Raffineria API: “Solo se riconverte può continuare a produrre sul territorio”

Il Consiglio Regionale per le Marche della Associazione Italia Nostra Onlus, preoccupata per l’ulteriore grave incidente avvenuto alla raffineria Api di Falconara che ha provocato la esposizione della popolazione ad alti livelli di sostanze cancerogene nell’aria, per più giorni, giudica incompatibile la presenza di tale impianto sul territorio. Pertanto, nel prendere atto che il Consiglio della Regione Marche all’unanimità ha invitato la Giunta Regionale a sollecitare la proprietà per quanto riguarda la presentazione di “un radicale piano di riconversione del sito verso attività ambientalmente sostenibili, invita la Regione Marche ed il Comune di Falconara ad esprimere parere contrario al rinnovo della Autorizzazione Integrata Ambientale (AIA) in scadenza, in sede di prossima Conferenza dei Servizi.

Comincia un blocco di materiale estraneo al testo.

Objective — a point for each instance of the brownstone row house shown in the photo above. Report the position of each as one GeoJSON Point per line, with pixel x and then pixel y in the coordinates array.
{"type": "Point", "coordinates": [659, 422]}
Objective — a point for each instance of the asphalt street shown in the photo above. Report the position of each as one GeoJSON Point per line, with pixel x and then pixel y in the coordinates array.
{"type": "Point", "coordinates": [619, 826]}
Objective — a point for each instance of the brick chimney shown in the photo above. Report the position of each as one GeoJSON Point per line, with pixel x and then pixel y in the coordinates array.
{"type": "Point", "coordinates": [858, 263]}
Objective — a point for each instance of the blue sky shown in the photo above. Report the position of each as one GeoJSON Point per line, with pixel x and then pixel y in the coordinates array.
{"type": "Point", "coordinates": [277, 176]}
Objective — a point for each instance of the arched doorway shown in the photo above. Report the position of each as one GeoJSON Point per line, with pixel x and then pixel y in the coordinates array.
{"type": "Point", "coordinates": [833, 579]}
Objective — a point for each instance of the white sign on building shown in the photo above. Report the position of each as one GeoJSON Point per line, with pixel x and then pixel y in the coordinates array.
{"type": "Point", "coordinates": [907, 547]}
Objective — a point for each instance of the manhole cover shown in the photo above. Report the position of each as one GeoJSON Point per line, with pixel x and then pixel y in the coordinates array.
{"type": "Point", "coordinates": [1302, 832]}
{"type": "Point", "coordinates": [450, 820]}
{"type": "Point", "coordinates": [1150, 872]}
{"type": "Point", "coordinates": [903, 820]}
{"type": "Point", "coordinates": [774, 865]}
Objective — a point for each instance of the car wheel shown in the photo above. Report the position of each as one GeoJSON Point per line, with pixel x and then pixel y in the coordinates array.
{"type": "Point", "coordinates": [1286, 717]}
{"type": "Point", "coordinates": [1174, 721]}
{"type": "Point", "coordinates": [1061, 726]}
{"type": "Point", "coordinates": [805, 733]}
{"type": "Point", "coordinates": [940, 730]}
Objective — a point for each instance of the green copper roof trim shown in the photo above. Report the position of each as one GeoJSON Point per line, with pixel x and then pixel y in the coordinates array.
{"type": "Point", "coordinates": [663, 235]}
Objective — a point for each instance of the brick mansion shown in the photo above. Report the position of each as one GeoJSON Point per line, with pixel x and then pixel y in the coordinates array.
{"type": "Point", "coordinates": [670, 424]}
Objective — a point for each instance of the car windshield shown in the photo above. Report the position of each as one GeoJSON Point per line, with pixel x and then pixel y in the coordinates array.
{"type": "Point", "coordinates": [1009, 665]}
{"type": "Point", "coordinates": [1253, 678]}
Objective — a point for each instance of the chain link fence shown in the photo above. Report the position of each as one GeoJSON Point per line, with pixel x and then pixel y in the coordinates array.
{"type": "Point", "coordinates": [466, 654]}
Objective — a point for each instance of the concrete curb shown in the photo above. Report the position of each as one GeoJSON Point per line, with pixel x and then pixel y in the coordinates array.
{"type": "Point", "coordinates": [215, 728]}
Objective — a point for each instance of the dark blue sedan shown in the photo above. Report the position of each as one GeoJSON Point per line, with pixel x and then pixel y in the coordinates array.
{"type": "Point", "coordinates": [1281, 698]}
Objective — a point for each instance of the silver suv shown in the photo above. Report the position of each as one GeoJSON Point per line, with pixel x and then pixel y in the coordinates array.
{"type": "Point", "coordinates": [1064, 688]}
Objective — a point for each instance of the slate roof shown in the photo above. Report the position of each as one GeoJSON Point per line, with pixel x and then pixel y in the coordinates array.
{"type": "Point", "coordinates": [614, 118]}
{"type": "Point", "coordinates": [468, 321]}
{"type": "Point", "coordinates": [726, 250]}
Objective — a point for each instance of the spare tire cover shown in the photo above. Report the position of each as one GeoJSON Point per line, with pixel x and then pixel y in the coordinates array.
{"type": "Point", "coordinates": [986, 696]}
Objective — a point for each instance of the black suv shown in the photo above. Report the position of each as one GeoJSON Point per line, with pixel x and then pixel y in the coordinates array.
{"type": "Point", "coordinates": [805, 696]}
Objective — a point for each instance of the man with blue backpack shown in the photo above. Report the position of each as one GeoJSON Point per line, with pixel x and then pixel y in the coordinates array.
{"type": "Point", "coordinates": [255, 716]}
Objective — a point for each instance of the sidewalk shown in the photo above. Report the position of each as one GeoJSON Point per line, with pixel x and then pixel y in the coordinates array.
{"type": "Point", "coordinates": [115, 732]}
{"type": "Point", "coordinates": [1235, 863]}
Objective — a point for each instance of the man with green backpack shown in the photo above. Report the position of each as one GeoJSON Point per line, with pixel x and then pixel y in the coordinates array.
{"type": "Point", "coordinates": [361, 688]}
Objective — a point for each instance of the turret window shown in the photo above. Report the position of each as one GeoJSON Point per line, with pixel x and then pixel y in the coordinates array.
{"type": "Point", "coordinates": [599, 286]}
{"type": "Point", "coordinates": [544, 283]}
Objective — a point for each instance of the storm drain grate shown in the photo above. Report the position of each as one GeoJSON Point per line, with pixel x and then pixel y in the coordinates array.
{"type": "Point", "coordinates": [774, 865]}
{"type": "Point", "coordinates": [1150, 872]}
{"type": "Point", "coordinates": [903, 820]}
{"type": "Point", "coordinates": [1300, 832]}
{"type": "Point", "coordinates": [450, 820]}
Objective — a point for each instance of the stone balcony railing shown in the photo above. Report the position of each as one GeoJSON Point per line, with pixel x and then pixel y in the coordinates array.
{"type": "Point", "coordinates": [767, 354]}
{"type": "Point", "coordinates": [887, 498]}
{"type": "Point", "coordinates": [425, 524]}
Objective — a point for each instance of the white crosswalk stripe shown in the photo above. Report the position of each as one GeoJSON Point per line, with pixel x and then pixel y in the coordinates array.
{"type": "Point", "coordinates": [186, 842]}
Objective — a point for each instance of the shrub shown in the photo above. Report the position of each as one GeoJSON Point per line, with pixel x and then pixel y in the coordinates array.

SOLO SE RICONVERTE IL SITO L’API PUÒ MOTIVARE LA PROSECUZIONE DELLA SUA ATTIVITÀ –  «Solo la presentazione di un piano di riconversione del sito verso attività ambientalmente sostenibili, credibile, rapidamente attivabile, come peraltro proposto da anni dalle Associazioni Ambientaliste, può motivare la prosecuzione della presenza dell’azienda API a Falconara. Senza alcun piano industriale di riconversione, attuabile e sostenibile, non è neanche il caso di approvare la richiesta di variante al Piano regolatore avanzata sempre dall’API. Per farci cosa?? E’ ora che gli Enti Pubblici Locali sfuggano alla sudditanza che ha caratterizzato spesso e volentieri i propri comportamenti e scelte di fronte alla  “proprietà API”» ha dichiarato in una nota Italia Nostra Marche.